Apart from contact with pet rats, the contact with guinea pigs, cattle, poultry or livestock in general, as well as occupation as forestry worker led to RRs whose confidence intervals did not contain 1.0 (Tables 1, 2, 3, 4), indicating that these exposures also increased exposure to Leptospira spp., although care should be taken when interpreting these results. By definition, only 95 % of the 90 confidence intervals presented in this paper contain the true RR. Thus, we expect that 4.5 confidence intervals do not contain the true RR (i.e. it could be beyond the lower or the upper limit of the reported interval). After Bonferroni-Holm correction, only rat contacts remain a statistically significant exposure factor. Moreover, as each participant of the study was supposed to answer every question, some of the associations between seropositivity and exposure found in this study may simply be due to confounding of different exposure factors. As there were only 42 seropositive individuals, any attempt of disentangling such confounders or of making a multivariate analysis was futile. We also investigated some well-known literature-confirmed risk factors like water sports, trips abroad, being a farmer, or pig farmer (Forbes et al. 2012; WHO 2003). Due to the very low number of exposed subjects in some of these categories, statistical power is low, which leads to non-significant results unless the RR is huge.

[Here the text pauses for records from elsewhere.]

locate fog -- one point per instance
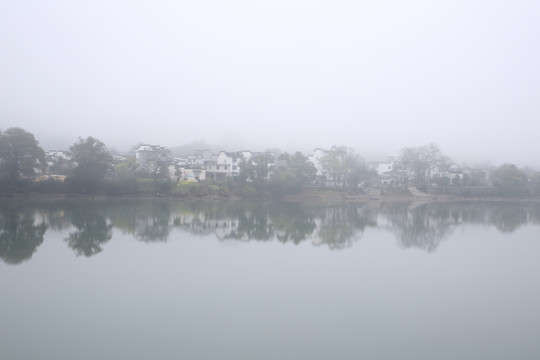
(374, 75)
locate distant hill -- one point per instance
(190, 148)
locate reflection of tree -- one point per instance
(423, 226)
(340, 226)
(508, 217)
(292, 223)
(254, 224)
(92, 231)
(19, 235)
(147, 221)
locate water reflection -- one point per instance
(92, 230)
(21, 232)
(90, 224)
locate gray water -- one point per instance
(173, 280)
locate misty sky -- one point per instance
(374, 75)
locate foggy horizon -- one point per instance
(295, 75)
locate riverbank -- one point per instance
(306, 195)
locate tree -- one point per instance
(344, 166)
(291, 173)
(509, 180)
(93, 162)
(256, 168)
(20, 155)
(419, 163)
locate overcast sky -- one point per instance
(374, 75)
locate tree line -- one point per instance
(94, 171)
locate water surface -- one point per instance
(174, 280)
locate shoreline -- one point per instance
(306, 196)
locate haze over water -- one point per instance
(376, 76)
(166, 279)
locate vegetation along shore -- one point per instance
(89, 169)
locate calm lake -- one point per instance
(149, 279)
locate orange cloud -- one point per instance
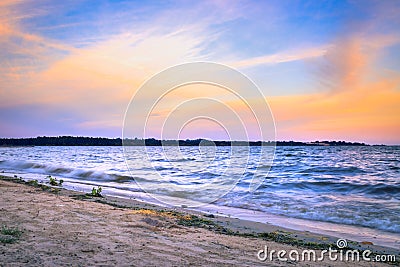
(355, 107)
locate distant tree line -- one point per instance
(101, 141)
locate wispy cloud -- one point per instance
(281, 57)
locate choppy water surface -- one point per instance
(344, 185)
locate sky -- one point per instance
(329, 70)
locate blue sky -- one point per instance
(76, 64)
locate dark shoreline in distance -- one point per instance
(101, 141)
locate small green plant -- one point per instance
(9, 235)
(96, 192)
(53, 181)
(33, 182)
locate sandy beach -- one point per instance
(61, 227)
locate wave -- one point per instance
(339, 187)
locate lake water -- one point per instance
(357, 186)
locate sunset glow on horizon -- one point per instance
(329, 70)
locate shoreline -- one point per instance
(360, 234)
(249, 236)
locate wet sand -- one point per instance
(64, 228)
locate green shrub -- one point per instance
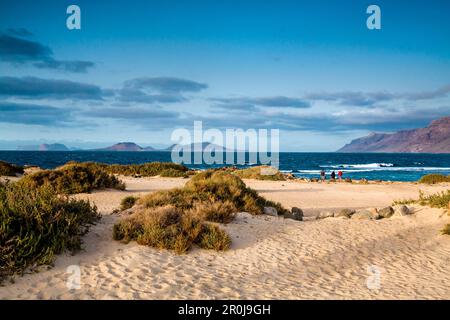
(36, 224)
(150, 169)
(128, 202)
(260, 173)
(73, 178)
(446, 229)
(437, 200)
(221, 212)
(10, 170)
(169, 228)
(434, 178)
(211, 187)
(212, 237)
(176, 219)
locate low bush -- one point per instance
(150, 169)
(178, 218)
(10, 170)
(261, 173)
(211, 187)
(170, 228)
(434, 178)
(437, 200)
(36, 224)
(128, 202)
(73, 178)
(446, 230)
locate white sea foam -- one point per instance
(359, 169)
(360, 166)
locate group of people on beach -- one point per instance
(323, 175)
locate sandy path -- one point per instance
(270, 257)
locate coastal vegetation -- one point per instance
(260, 173)
(437, 200)
(150, 169)
(36, 224)
(434, 178)
(179, 218)
(128, 202)
(10, 170)
(73, 178)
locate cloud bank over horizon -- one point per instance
(331, 82)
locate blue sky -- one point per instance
(138, 70)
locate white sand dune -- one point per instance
(270, 258)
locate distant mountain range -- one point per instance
(432, 139)
(126, 146)
(45, 147)
(119, 147)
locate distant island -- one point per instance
(120, 147)
(45, 147)
(432, 139)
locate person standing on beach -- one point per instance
(322, 175)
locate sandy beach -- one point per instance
(270, 257)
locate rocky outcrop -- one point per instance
(296, 214)
(432, 139)
(386, 212)
(402, 211)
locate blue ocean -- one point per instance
(372, 166)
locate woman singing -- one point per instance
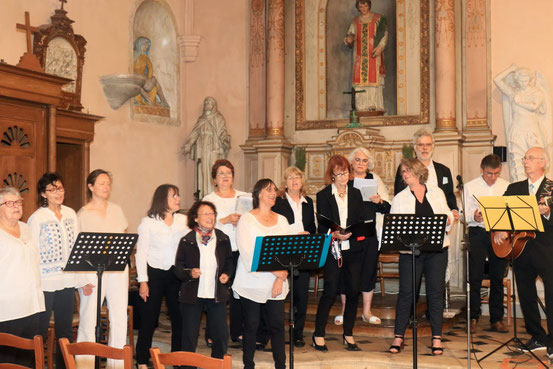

Interestingly, participants who reported having had typical leptospirosis symptoms without diagnosis during the last five years, were three times as likely to be seropositive. Other seropositive participants may have had similar symptoms a longer time ago. If, indeed, the 5 observed symptomatic sero-positive participants were undetected leptospirosis patients, the estimated prevalence of unreported cases in our collective would be 0.5 % (or even higher), indicating that roughly 10 % of seropositive participants may have experienced leptospirosis. The results of our study suggest that Leptospira exposure and sero-conversion in Baden-Wuerttemberg may be more widespread than previously assumed. In contrast, the reported annual disease incidence is only 0.0953 per 100,000 (Robert-Koch-Institut 2015). Applying this figure to our population of 1050 participants with an average age of 45 years, we expect that during the lifetime of these participants, 0.045 cases would have been reported. This would be in gross contrast to the assumed 5 leptospirosis cases, indicating a dark figure of 99.1 % which are neither diagnosed nor treated for leptospirosis. The overall number of IgG positive subjects in our study was 42 or (after correction for sensitivity and specificity) 40.5, indicating that even 99.9 % of (asymptomatic or symptomatic) infections remain unknown. Particular serotypes which cause mild or asymptomatic infections may occur more frequently in Baden-Wuerttemberg than currently assumed. It has been reported in the literature that leptospirosis frequently is under- or misdiagnosed in Germany (Brockmann et al. 2010; Abela-Ridder et al. 2010). Although there were no relevant differences in seropositivity between male and female subjects in our cross-sectional study, 3/446 (0.67 %) of men and 2/561 (0.36 %) of women were seropositive and reported typical leptospirosis symptoms, confirming the gender difference of about 2:1 in notified leptospirosis cases in Germany (Robert-Koch-Institut 2015).

Conclusions

Our study confirms that contact with pet rats plays an important role in the acquisition of human leptospirosis. Specifically, rat owners have to be aware of the exposure risk to pathogenic leptospires and should not let house rats stroll around outside where they might encounter wild rats or their excrements and, thus, get infected with Leptospira. Additional sources of infection (e.g. contact with other pets or livestock) also exist; infection with Leptospira is much more frequent than commonly assumed. Furthermore, most sero-positive patients with severe symptoms are not diagnosed as leptospirosis cases. Physicians, therefore, should consider leptospirosis as a differential diagnosis. Currently, the vast majority of symptomatic leptospirosis patients may neither be diagnosed nor reported.